To see why this is a big deal, consider how robots were programmed before. Traditionally, getting an arm to pick up a cup meant a brittle pipeline: one module to detect the cup, another to estimate its pose, a motion planner to compute a trajectory, and a controller to execute it, each hand-engineered, each a place for the whole thing to break when the lighting changed or someone moved the cup. Every new object or task meant more engineering. It did not generalize.

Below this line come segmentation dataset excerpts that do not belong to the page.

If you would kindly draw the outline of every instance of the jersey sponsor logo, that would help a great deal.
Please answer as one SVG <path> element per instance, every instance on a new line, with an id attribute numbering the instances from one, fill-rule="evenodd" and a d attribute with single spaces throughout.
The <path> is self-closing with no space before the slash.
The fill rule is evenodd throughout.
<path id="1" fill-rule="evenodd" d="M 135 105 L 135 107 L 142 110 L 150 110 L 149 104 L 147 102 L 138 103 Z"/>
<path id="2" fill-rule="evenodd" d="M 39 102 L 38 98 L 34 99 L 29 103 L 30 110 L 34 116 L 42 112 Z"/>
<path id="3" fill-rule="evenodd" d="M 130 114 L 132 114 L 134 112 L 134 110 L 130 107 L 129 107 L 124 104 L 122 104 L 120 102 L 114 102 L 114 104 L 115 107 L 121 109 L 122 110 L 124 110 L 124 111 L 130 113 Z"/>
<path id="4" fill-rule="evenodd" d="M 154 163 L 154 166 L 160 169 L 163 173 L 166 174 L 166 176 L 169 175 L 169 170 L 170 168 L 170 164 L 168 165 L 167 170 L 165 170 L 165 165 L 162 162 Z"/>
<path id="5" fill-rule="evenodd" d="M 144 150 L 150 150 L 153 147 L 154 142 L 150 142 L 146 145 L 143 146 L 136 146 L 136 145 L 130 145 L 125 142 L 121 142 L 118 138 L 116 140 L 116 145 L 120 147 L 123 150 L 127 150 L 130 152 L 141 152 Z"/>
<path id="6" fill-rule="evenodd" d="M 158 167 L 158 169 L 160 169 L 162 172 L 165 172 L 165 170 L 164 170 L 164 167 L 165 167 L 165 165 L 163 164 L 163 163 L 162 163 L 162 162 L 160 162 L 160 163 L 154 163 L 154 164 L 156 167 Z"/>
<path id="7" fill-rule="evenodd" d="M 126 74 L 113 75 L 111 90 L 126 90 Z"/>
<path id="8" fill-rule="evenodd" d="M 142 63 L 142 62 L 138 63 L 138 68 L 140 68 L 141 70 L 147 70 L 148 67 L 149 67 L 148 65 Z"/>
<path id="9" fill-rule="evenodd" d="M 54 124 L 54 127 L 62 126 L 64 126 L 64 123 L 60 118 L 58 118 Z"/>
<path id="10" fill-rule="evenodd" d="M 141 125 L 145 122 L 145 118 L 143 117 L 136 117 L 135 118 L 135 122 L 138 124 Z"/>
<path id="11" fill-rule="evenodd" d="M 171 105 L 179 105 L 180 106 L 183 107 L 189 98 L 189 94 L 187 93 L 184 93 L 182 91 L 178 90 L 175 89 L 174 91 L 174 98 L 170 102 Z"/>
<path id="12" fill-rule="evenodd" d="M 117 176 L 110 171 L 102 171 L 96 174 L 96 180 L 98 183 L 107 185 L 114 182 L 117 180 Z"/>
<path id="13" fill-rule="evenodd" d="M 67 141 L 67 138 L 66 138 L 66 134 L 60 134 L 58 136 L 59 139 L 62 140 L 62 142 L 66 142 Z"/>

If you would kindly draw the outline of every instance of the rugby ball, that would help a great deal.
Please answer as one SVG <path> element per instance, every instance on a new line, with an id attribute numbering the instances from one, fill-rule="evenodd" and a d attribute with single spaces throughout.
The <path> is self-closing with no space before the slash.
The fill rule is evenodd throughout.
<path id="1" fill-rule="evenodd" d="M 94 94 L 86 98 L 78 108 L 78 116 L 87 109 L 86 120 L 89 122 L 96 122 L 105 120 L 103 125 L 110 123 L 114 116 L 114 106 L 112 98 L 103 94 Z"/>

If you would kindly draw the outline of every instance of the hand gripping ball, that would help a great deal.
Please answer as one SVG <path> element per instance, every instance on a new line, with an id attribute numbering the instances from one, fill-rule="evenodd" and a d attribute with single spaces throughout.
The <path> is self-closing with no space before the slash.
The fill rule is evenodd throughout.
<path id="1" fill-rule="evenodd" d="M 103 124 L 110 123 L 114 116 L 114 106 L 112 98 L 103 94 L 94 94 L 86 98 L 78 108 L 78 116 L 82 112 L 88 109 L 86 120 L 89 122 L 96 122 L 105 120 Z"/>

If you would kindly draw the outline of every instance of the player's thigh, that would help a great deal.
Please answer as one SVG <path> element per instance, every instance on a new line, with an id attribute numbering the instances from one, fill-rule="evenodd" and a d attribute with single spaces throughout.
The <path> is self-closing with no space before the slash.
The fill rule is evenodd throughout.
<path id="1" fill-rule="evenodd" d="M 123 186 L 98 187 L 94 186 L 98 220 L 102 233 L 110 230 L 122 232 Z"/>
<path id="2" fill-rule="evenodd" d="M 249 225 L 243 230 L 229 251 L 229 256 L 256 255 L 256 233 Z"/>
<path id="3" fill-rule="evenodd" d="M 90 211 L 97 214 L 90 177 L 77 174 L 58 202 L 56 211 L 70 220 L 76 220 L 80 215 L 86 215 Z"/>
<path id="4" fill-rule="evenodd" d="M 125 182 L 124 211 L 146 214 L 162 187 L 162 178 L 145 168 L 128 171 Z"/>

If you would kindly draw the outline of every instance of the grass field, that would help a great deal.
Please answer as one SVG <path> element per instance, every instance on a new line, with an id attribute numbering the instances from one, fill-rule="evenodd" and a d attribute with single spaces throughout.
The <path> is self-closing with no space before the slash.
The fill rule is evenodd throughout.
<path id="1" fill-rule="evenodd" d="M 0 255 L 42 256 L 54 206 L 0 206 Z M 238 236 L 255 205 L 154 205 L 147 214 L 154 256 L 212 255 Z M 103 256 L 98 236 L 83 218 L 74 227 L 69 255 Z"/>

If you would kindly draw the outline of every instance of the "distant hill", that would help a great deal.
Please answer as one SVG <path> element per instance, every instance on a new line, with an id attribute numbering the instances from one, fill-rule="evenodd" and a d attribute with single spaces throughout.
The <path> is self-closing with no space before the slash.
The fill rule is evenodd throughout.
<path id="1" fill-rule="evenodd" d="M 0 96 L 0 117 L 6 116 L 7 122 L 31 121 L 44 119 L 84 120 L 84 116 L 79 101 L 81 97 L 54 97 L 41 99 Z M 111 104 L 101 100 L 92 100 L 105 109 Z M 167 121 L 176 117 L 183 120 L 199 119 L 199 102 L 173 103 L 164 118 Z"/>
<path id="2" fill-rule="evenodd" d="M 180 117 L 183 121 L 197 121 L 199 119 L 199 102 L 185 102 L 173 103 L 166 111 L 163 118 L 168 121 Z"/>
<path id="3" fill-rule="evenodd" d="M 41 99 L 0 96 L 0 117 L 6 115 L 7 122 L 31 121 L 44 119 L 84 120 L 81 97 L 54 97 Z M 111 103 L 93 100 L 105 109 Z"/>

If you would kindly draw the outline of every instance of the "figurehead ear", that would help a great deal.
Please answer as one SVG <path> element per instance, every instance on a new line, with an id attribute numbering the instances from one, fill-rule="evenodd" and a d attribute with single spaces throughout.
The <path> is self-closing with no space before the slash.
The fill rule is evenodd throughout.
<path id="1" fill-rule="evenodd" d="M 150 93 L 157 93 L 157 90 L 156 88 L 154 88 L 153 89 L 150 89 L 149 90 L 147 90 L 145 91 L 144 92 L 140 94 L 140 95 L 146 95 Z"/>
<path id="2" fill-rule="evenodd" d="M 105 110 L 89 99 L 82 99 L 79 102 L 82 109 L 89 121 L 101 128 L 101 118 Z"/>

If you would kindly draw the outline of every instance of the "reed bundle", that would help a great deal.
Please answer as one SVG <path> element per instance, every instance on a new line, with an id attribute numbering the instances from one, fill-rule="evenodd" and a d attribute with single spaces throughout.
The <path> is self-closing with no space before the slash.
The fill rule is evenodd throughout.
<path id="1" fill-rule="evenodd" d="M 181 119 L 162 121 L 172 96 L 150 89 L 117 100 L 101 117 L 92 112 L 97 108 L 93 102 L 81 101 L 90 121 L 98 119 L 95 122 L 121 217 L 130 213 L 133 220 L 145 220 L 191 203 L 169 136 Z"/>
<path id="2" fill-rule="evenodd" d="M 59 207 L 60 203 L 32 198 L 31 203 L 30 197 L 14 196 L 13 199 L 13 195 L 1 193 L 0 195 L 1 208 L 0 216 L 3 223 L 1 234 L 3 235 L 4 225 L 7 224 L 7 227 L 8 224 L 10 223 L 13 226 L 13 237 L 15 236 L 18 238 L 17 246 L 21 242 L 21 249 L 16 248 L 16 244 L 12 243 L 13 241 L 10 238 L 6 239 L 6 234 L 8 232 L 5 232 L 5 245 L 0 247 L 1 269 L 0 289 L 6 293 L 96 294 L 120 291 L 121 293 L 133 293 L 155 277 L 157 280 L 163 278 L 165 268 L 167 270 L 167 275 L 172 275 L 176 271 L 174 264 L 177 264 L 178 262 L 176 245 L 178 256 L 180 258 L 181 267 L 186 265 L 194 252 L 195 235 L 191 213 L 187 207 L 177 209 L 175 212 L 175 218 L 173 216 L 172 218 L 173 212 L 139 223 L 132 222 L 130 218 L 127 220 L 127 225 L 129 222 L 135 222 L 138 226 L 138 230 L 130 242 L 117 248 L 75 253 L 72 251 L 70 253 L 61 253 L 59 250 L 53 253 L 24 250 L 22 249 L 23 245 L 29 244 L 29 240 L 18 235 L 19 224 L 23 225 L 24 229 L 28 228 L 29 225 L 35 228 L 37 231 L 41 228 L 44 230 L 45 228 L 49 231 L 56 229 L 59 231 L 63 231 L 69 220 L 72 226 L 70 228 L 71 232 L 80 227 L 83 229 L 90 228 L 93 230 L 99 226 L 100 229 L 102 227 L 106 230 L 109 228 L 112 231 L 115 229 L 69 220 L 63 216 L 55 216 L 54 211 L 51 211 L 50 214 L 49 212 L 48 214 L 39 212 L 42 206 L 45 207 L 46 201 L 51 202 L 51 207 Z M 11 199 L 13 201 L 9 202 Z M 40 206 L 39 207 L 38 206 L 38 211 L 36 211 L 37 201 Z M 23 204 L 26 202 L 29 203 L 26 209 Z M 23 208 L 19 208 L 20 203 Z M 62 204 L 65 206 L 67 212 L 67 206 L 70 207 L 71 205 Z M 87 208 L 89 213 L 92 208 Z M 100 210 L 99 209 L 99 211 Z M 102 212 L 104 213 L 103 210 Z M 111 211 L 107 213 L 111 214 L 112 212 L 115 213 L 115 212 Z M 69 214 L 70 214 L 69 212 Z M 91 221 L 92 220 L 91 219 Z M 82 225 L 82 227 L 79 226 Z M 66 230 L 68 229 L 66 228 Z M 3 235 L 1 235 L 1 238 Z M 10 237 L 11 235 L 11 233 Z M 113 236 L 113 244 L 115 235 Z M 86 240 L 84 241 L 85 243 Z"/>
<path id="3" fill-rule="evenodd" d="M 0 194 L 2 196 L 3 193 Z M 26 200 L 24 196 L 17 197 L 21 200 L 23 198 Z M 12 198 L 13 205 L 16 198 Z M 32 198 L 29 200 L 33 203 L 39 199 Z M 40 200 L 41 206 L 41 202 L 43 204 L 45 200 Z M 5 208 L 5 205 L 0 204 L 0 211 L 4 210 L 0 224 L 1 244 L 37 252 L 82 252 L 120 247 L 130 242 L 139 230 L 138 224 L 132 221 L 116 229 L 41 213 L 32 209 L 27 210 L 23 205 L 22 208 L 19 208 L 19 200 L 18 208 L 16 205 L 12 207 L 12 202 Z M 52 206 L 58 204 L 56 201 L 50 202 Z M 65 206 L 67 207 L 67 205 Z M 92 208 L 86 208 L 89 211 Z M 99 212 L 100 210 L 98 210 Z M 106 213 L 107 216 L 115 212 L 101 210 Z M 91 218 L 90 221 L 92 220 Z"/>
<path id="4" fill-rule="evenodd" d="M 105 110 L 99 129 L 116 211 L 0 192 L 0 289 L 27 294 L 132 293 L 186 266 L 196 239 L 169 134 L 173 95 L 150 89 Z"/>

VLAs take the transformer recipe that powers language models and repurpose it. You start with a vision-language model, a network already trained on a huge slice of the internet's images and text, so it knows what a banana is, that bowls hold things, and that "the one on the left" refers to spatial position. Then you fine-tune it on robot data: recordings of a robot performing tasks, where the "answer" is not a sentence but the next action. Crucially, actions are encoded as tokens, the same kind of discrete units a language model predicts for words, so the model "speaks" motor commands in the exact same way it speaks text. Google DeepMind's RT-2 showed this transfer works: a robot could act on concepts it had only ever seen in web data, not in its robot training, because that knowledge was already baked into the vision-language backbone.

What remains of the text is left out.